Methods: We established an LPS-induced ALI model and evaluated the effects of the P300 inhibitor C646 on pulmonary pathology, inflammation and M1 AM polarization via H&E staining, ELISA and flow cytometry. Additionally, the specific inflammatory mediators regulated by P300 in M1 AMs affecting ALI were analyzed by RNA sequencing and validated by intratracheal instillation experiment.

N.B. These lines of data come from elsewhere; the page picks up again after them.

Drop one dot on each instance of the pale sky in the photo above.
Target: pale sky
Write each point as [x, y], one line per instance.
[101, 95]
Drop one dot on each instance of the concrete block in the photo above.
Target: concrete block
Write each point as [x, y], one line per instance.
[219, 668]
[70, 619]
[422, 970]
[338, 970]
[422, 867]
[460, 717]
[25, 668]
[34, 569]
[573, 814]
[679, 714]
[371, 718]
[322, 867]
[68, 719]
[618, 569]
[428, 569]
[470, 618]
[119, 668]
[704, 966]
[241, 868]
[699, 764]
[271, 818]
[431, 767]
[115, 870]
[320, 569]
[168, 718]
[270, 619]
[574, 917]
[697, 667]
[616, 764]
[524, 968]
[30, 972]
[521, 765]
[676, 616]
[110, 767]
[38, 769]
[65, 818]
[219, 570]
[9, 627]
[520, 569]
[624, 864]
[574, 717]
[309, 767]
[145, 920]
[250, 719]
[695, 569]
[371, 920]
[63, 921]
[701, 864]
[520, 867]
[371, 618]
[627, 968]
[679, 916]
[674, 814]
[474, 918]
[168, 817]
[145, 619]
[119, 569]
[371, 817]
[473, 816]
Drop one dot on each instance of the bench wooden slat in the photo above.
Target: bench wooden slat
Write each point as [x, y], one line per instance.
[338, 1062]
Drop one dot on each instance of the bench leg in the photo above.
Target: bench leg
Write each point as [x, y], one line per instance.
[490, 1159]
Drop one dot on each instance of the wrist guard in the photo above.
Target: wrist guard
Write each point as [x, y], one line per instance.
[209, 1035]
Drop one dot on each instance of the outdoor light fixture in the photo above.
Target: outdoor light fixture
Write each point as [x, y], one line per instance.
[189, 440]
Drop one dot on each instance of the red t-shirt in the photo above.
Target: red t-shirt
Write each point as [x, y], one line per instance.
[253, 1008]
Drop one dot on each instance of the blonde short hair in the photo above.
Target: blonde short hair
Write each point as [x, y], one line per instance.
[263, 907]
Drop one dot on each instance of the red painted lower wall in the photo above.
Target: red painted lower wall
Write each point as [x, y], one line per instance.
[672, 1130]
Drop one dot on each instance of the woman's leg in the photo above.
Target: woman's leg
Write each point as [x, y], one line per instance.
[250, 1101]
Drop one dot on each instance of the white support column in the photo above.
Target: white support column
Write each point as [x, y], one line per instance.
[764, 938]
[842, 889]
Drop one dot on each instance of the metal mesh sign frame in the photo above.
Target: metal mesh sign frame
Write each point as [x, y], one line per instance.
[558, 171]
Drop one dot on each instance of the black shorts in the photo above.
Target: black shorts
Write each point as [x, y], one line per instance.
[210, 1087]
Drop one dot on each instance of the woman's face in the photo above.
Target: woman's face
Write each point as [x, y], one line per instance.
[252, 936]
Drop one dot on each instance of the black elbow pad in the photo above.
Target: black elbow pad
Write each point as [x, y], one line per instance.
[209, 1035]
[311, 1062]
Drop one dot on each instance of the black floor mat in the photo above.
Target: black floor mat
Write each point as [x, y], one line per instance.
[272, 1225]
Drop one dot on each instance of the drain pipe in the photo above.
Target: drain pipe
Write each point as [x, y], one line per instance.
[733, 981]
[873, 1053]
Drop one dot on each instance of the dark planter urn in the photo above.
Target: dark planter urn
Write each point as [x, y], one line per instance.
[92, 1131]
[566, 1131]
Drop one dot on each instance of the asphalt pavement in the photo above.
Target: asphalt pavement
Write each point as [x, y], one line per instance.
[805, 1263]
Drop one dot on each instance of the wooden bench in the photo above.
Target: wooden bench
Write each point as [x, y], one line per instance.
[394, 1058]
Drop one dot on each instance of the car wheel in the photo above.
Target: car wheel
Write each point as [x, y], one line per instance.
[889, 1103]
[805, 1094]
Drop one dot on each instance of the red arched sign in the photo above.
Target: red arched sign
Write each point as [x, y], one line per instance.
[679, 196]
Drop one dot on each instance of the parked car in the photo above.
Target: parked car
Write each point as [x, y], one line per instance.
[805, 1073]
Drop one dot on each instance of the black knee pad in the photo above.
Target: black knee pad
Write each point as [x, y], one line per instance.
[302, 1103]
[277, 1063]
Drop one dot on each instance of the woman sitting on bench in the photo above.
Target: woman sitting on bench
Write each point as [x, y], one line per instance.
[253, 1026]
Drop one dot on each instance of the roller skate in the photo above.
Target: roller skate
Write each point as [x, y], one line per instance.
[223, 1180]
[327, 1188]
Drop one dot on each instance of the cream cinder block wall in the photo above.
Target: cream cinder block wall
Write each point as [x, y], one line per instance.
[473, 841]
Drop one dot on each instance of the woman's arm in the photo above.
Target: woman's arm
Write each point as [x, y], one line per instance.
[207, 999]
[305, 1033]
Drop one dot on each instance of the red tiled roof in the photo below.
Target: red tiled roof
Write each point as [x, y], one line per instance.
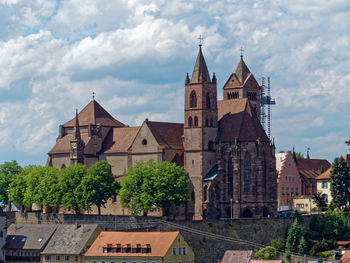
[168, 135]
[160, 243]
[237, 256]
[63, 144]
[238, 120]
[346, 257]
[120, 139]
[94, 113]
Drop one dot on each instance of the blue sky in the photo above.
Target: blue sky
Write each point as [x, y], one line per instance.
[135, 55]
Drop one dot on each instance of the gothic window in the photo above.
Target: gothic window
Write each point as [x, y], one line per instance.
[205, 193]
[193, 99]
[208, 100]
[247, 171]
[195, 121]
[190, 122]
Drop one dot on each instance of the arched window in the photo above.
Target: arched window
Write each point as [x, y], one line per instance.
[247, 172]
[190, 122]
[195, 121]
[205, 193]
[193, 99]
[208, 100]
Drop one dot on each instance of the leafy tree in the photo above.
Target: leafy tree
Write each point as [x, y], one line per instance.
[295, 233]
[8, 171]
[340, 182]
[148, 186]
[18, 186]
[266, 253]
[69, 180]
[98, 185]
[320, 200]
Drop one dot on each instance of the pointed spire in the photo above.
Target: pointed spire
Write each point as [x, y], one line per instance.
[187, 79]
[242, 71]
[76, 132]
[200, 68]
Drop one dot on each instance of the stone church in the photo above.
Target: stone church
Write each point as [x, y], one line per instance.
[222, 146]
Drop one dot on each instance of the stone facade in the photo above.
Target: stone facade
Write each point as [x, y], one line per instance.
[221, 145]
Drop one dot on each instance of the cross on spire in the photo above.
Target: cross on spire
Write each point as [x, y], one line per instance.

Results: Intratracheal instillation of LPS resulted in neutrophil accumulation within the pulmonary alveoli and interstitial areas, along with increased levels of total inflammatory cells and IL-1β in the lung. However, administration of C646 ameliorated these pulmonary pathology and inflammation, accompanied by a diminished proportion and quantity of M1 AMs in BALF. Furthermore, by taking the intersection of P300-targeted genes in macrophages from the Cistrome, genes upregulated after M1 polarization of AMs, and genes downregulated following C646 treatment in M1 AMs, we identified 'Cxcl1' among the intersecting genes. Also, intratracheal instillation of CXCL1 aggravated pulmonary pathology and inflammation in C646 treated-ALI models.

Conclusion: Our study suggested that pharmacological inhibition of P300 with C646 ameliorated LPS-induced ALI by modulating CXCL1 in M1 AMs.